ブランドン・マールスフェルト:20代後半。聖十字協会所属の魔術師。男爵の爵位を持つ。
               鎮とは腐れ縁のライバルであり、しょっちゅう小言をいう保護者の様な存在。
               術式形態はアゾット剣を用いた魔術を織り交ぜた近接攻撃。及びアゾット剣に封印された人工魔獣をつかったもの。

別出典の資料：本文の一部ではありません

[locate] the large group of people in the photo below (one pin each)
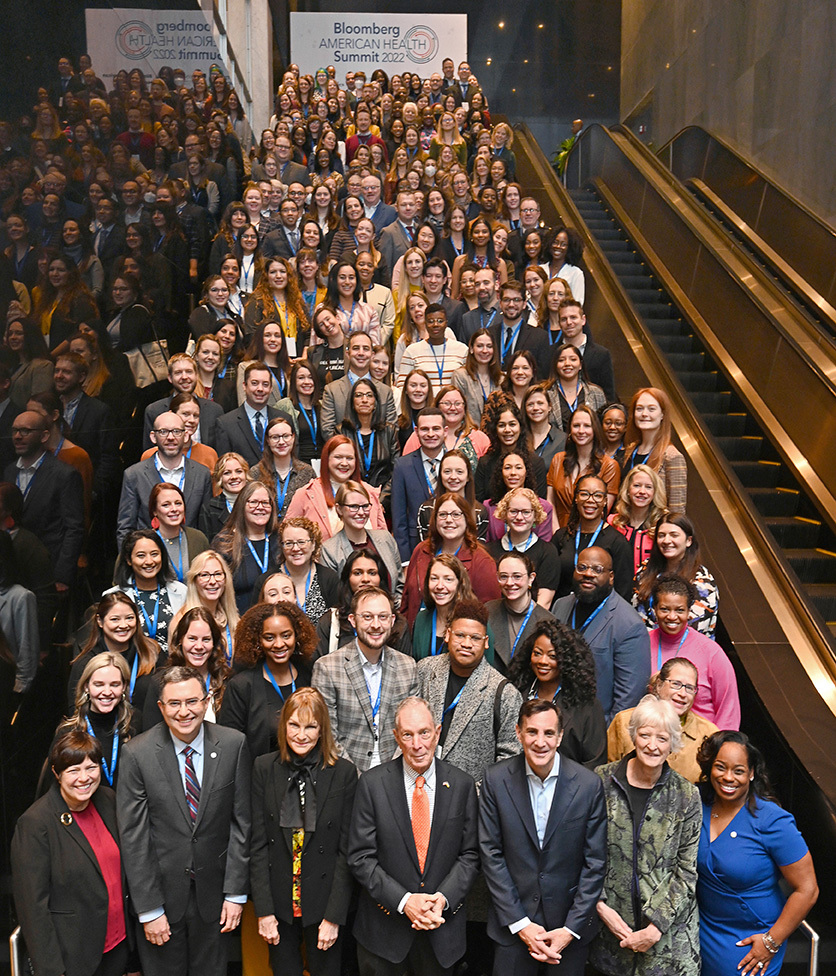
(400, 629)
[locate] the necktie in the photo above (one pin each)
(192, 785)
(421, 821)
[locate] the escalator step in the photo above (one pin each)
(741, 448)
(757, 474)
(812, 565)
(775, 502)
(726, 424)
(794, 532)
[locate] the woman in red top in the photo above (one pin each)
(452, 530)
(67, 868)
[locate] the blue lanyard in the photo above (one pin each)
(281, 497)
(311, 421)
(159, 473)
(275, 683)
(366, 453)
(591, 542)
(482, 319)
(261, 563)
(524, 625)
(307, 586)
(591, 617)
(111, 770)
(572, 406)
(509, 345)
(134, 673)
(439, 368)
(659, 646)
(150, 626)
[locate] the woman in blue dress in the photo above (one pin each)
(748, 843)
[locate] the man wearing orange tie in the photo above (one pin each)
(414, 878)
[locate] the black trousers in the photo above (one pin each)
(420, 961)
(286, 957)
(196, 948)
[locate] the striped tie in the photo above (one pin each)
(192, 785)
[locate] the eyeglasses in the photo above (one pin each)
(586, 568)
(205, 577)
(175, 705)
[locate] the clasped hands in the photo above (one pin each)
(425, 911)
(545, 945)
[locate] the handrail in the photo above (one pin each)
(815, 939)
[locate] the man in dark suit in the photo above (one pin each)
(53, 496)
(242, 430)
(543, 839)
(413, 848)
(336, 395)
(616, 634)
(415, 477)
(398, 237)
(169, 464)
(513, 334)
(182, 374)
(597, 361)
(183, 802)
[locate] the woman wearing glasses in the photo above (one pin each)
(275, 642)
(279, 470)
(676, 683)
(353, 504)
(249, 541)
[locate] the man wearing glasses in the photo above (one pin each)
(169, 464)
(363, 682)
(474, 705)
(184, 822)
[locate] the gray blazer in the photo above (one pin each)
(339, 678)
(337, 549)
(137, 483)
(620, 645)
(471, 743)
(161, 847)
(335, 404)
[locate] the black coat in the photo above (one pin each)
(60, 894)
(326, 881)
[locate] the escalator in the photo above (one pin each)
(751, 400)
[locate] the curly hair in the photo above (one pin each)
(574, 660)
(707, 755)
(248, 647)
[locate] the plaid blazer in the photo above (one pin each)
(339, 678)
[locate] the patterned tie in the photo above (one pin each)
(192, 785)
(421, 821)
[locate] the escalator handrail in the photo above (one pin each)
(805, 631)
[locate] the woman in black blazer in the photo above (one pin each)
(302, 801)
(67, 870)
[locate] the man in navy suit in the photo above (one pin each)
(413, 848)
(415, 477)
(513, 334)
(242, 430)
(543, 840)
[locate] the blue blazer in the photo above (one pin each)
(560, 883)
(409, 490)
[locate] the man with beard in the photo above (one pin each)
(614, 631)
(363, 682)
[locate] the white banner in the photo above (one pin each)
(394, 42)
(148, 40)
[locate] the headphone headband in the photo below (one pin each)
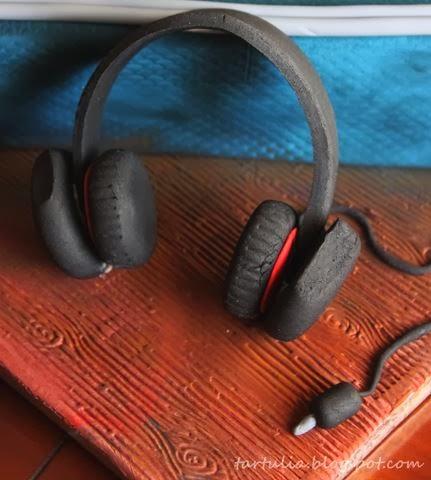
(265, 38)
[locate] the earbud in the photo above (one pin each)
(119, 212)
(340, 402)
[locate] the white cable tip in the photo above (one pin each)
(106, 270)
(305, 425)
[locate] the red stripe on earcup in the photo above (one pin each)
(277, 270)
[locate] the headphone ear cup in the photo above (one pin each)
(57, 217)
(255, 256)
(300, 303)
(120, 209)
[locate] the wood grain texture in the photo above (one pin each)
(147, 370)
(409, 443)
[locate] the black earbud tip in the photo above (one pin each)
(57, 217)
(336, 404)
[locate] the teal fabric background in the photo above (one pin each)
(211, 94)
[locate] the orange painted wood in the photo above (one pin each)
(148, 371)
(409, 443)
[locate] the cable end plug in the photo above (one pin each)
(331, 408)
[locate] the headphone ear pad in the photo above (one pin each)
(300, 303)
(57, 216)
(120, 209)
(255, 256)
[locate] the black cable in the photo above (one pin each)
(378, 249)
(408, 337)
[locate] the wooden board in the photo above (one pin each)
(149, 372)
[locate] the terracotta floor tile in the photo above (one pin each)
(27, 436)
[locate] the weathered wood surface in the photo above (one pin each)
(147, 369)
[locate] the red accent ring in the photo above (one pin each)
(86, 187)
(277, 269)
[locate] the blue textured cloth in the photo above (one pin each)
(211, 94)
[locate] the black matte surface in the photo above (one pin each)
(255, 255)
(122, 209)
(57, 217)
(300, 303)
(336, 404)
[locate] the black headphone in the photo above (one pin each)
(286, 268)
(116, 199)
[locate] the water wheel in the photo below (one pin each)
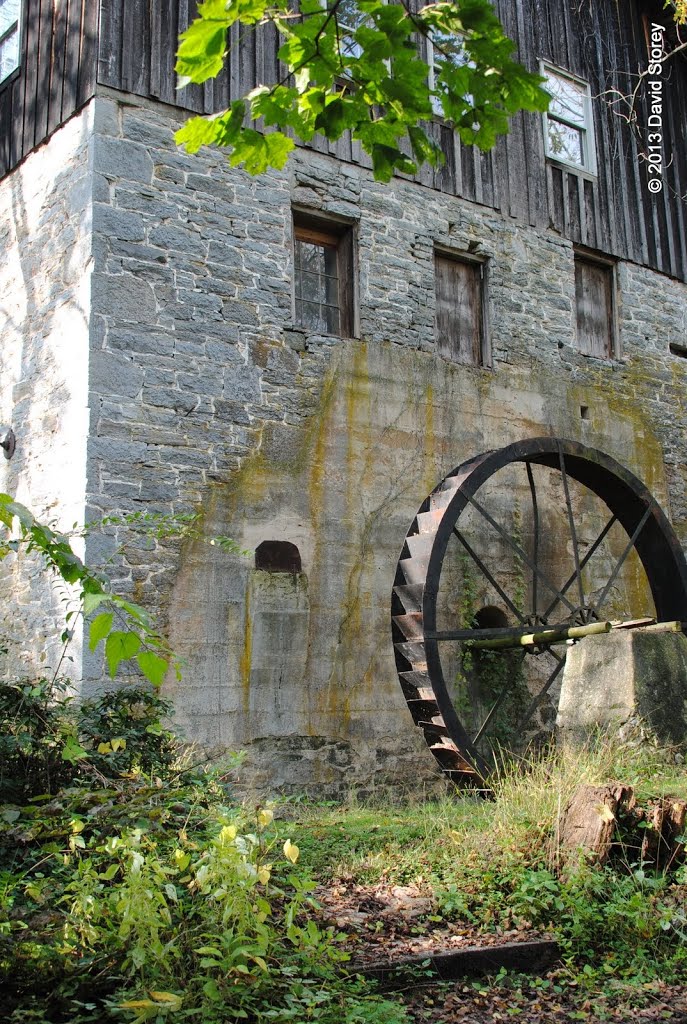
(522, 544)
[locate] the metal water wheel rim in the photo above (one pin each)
(629, 502)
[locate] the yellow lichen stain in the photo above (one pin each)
(358, 423)
(430, 445)
(247, 652)
(314, 452)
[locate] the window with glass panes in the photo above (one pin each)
(568, 124)
(595, 302)
(324, 276)
(462, 333)
(442, 46)
(10, 16)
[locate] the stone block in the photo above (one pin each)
(623, 677)
(117, 158)
(123, 297)
(119, 223)
(113, 374)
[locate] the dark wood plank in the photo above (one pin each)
(594, 300)
(54, 98)
(5, 129)
(30, 75)
(44, 72)
(88, 56)
(459, 309)
(110, 43)
(191, 97)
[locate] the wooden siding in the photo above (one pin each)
(55, 78)
(602, 42)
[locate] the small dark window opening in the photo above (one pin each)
(595, 300)
(490, 617)
(324, 278)
(277, 556)
(461, 309)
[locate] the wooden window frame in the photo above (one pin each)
(591, 258)
(430, 50)
(480, 264)
(13, 28)
(340, 236)
(589, 164)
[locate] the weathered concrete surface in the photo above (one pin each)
(45, 272)
(203, 395)
(626, 675)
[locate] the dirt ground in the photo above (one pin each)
(387, 924)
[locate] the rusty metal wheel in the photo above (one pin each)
(535, 538)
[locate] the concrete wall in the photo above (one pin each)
(45, 269)
(206, 397)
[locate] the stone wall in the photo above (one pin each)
(206, 397)
(45, 241)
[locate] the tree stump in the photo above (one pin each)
(603, 820)
(589, 820)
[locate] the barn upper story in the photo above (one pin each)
(584, 171)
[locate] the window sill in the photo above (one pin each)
(582, 172)
(13, 75)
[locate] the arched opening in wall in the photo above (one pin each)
(494, 683)
(277, 556)
(490, 617)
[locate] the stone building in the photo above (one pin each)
(156, 355)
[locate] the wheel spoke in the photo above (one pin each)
(573, 535)
(533, 705)
(630, 545)
(495, 708)
(482, 567)
(599, 541)
(535, 527)
(520, 553)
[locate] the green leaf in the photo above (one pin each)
(73, 751)
(99, 629)
(92, 600)
(120, 647)
(211, 990)
(153, 666)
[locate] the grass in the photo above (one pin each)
(496, 863)
(141, 893)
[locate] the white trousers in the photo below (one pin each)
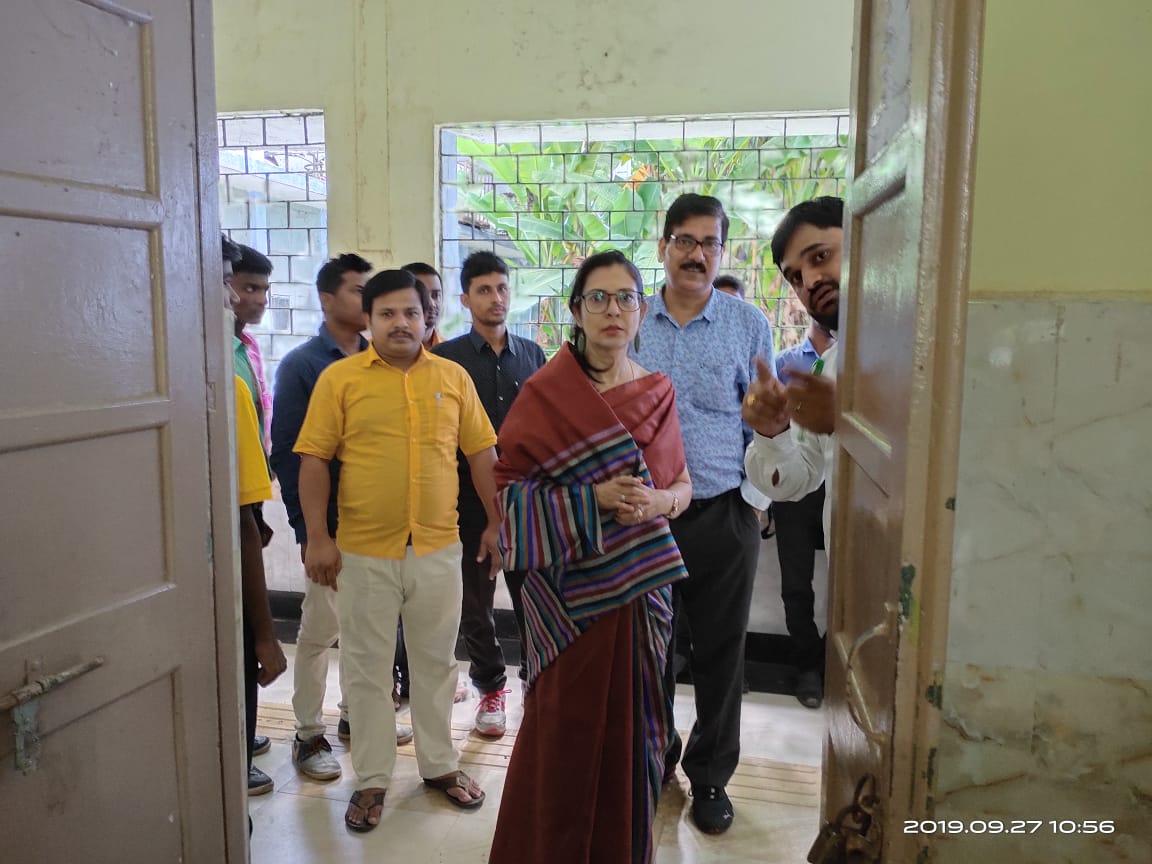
(318, 630)
(372, 593)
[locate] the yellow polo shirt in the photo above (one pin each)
(395, 434)
(254, 484)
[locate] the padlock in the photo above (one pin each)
(854, 836)
(828, 847)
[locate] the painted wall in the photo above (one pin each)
(1047, 698)
(1063, 175)
(386, 73)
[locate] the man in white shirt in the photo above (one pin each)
(793, 451)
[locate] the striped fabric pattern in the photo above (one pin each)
(581, 566)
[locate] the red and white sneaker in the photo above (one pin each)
(491, 718)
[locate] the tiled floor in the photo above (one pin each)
(775, 794)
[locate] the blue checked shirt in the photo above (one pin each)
(711, 362)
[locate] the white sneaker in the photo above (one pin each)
(313, 758)
(491, 719)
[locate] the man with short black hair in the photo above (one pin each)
(264, 660)
(709, 342)
(498, 363)
(339, 285)
(430, 277)
(806, 248)
(250, 283)
(396, 416)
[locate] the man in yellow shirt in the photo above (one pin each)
(395, 417)
(264, 660)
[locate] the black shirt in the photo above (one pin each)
(498, 381)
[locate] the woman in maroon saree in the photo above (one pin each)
(591, 469)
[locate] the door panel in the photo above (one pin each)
(900, 386)
(110, 514)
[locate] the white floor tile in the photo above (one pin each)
(302, 821)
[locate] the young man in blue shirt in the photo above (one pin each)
(498, 363)
(707, 342)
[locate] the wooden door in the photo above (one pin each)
(112, 525)
(900, 378)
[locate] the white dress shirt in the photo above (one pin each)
(801, 460)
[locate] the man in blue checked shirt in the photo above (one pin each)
(707, 342)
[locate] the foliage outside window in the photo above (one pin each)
(545, 195)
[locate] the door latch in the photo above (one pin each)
(24, 704)
(856, 834)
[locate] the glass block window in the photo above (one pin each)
(274, 198)
(545, 195)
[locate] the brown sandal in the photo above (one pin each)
(459, 780)
(374, 800)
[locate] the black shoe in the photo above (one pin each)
(672, 758)
(810, 688)
(258, 782)
(711, 809)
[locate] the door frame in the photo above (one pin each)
(221, 456)
(950, 93)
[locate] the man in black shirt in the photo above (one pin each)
(499, 363)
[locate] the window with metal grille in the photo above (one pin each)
(543, 196)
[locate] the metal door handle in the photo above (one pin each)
(38, 687)
(854, 694)
(24, 705)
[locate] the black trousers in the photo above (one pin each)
(477, 623)
(719, 539)
(251, 667)
(800, 533)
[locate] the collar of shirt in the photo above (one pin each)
(371, 357)
(660, 308)
(479, 341)
(330, 343)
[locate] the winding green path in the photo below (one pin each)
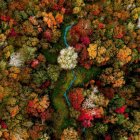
(58, 99)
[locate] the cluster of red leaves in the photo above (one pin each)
(3, 124)
(39, 109)
(76, 98)
(121, 110)
(35, 132)
(86, 116)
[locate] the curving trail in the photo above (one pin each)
(59, 102)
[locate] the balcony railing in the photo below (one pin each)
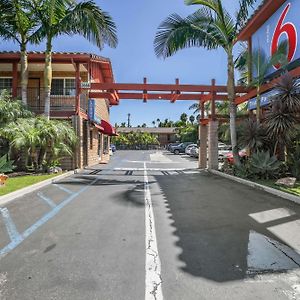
(63, 100)
(36, 100)
(66, 102)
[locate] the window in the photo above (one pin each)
(5, 84)
(63, 87)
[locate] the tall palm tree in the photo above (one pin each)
(69, 17)
(192, 119)
(18, 23)
(283, 118)
(211, 27)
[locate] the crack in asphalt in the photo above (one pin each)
(153, 267)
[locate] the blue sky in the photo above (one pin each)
(134, 58)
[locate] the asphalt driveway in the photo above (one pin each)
(149, 225)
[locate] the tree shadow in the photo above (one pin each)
(218, 238)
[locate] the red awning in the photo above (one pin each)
(108, 129)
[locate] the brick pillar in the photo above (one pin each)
(203, 146)
(102, 147)
(77, 124)
(213, 162)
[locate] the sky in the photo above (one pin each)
(134, 58)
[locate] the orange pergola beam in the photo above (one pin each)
(253, 93)
(163, 87)
(156, 96)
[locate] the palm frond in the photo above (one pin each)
(88, 20)
(177, 33)
(243, 12)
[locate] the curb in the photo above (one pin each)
(258, 186)
(26, 190)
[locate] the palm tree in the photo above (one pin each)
(69, 17)
(282, 120)
(192, 119)
(18, 23)
(210, 27)
(261, 65)
(40, 139)
(10, 110)
(183, 118)
(252, 135)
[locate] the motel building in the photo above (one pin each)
(272, 23)
(72, 75)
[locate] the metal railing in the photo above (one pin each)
(62, 100)
(36, 99)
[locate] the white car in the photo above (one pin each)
(189, 148)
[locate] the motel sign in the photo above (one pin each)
(284, 25)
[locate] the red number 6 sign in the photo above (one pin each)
(290, 30)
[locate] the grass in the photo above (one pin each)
(16, 183)
(271, 183)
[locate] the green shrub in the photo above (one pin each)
(6, 166)
(294, 162)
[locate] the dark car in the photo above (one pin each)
(169, 147)
(180, 148)
(113, 147)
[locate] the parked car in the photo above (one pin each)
(223, 150)
(169, 147)
(189, 148)
(229, 156)
(180, 148)
(194, 152)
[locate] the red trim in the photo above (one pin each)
(252, 93)
(98, 127)
(262, 15)
(108, 129)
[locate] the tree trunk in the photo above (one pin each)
(41, 157)
(24, 73)
(48, 79)
(232, 108)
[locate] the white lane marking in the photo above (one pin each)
(46, 199)
(154, 162)
(148, 169)
(63, 188)
(11, 228)
(153, 280)
(272, 215)
(159, 157)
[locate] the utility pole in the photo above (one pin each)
(128, 123)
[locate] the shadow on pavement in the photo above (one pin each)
(218, 238)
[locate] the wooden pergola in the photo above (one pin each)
(145, 91)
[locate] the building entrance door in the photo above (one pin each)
(85, 143)
(34, 95)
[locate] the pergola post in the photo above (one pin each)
(213, 125)
(213, 154)
(15, 80)
(202, 158)
(203, 146)
(78, 86)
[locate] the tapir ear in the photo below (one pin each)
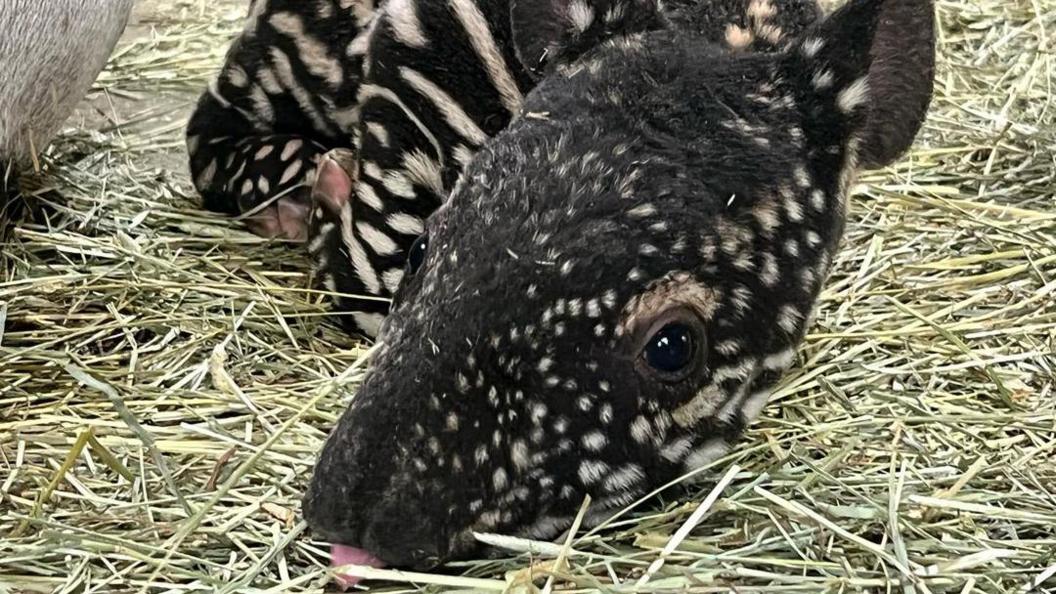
(549, 31)
(873, 62)
(335, 181)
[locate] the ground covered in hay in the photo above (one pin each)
(166, 378)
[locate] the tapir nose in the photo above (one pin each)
(393, 528)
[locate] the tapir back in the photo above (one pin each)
(51, 52)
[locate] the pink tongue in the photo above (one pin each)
(341, 555)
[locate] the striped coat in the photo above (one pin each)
(412, 88)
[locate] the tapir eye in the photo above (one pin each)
(672, 349)
(417, 255)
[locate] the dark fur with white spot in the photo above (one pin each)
(657, 177)
(258, 112)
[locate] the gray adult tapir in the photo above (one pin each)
(51, 52)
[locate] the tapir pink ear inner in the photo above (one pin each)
(337, 173)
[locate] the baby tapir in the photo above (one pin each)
(415, 88)
(51, 51)
(618, 278)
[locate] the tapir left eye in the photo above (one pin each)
(673, 347)
(671, 350)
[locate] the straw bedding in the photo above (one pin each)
(166, 378)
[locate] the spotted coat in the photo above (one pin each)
(413, 88)
(675, 181)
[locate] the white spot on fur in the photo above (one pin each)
(811, 47)
(595, 441)
(591, 470)
(402, 18)
(855, 94)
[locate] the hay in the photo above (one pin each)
(166, 379)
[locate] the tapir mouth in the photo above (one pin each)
(342, 555)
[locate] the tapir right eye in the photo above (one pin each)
(417, 255)
(673, 349)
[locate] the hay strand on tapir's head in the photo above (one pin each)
(166, 379)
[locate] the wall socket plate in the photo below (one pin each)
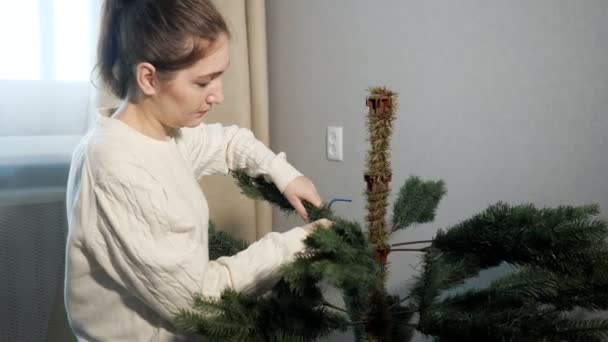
(334, 143)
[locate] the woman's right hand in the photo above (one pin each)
(322, 223)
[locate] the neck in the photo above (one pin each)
(140, 116)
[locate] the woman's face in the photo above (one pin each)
(183, 100)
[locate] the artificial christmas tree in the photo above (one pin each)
(559, 255)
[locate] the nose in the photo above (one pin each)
(216, 96)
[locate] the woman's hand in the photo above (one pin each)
(322, 223)
(301, 189)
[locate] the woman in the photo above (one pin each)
(138, 243)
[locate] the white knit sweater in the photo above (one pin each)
(137, 248)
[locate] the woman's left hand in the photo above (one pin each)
(301, 189)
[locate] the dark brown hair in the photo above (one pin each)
(160, 32)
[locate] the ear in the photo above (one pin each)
(145, 75)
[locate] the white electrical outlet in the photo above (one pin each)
(334, 143)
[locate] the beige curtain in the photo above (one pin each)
(246, 105)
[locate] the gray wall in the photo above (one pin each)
(503, 100)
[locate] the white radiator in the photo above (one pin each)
(33, 228)
(32, 240)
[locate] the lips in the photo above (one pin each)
(202, 112)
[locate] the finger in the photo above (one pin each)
(297, 205)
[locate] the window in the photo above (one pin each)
(48, 53)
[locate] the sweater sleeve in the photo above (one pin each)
(217, 149)
(157, 253)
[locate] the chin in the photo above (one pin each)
(194, 122)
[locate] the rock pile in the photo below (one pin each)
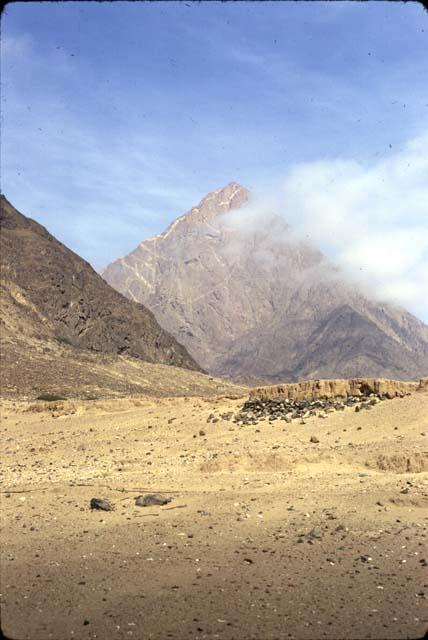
(254, 410)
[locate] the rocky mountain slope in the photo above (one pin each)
(60, 320)
(249, 303)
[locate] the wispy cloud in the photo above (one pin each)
(371, 221)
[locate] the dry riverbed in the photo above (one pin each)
(267, 535)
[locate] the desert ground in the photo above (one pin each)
(267, 535)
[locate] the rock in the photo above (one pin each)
(101, 504)
(151, 499)
(314, 534)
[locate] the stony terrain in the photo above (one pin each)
(270, 530)
(250, 303)
(48, 292)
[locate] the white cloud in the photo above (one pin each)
(372, 221)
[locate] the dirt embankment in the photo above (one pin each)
(338, 388)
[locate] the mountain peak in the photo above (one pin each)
(231, 196)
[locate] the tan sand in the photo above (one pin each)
(231, 555)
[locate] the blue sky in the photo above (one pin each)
(118, 117)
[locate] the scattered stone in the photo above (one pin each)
(151, 499)
(101, 504)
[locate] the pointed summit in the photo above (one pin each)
(232, 196)
(254, 304)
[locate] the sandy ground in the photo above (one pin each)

マリアン・グロリア・シサリーザ:20代後半から30代。聖十字協会所属の魔術師。伯爵の爵位を持つ。
                聖十字協会の幹部であり、普段の仕事はもっぱらのデスクワークである。
                ブランドンの直属の上司。若くして聖十字協会の幹部となっただけあり、頭の回る策師。
                普段は飄々としているが、締める時には締める抜け目ない人物。
                結界術に長け、護身術式である結界術であっても中位魔族相手に苦戦しないほど。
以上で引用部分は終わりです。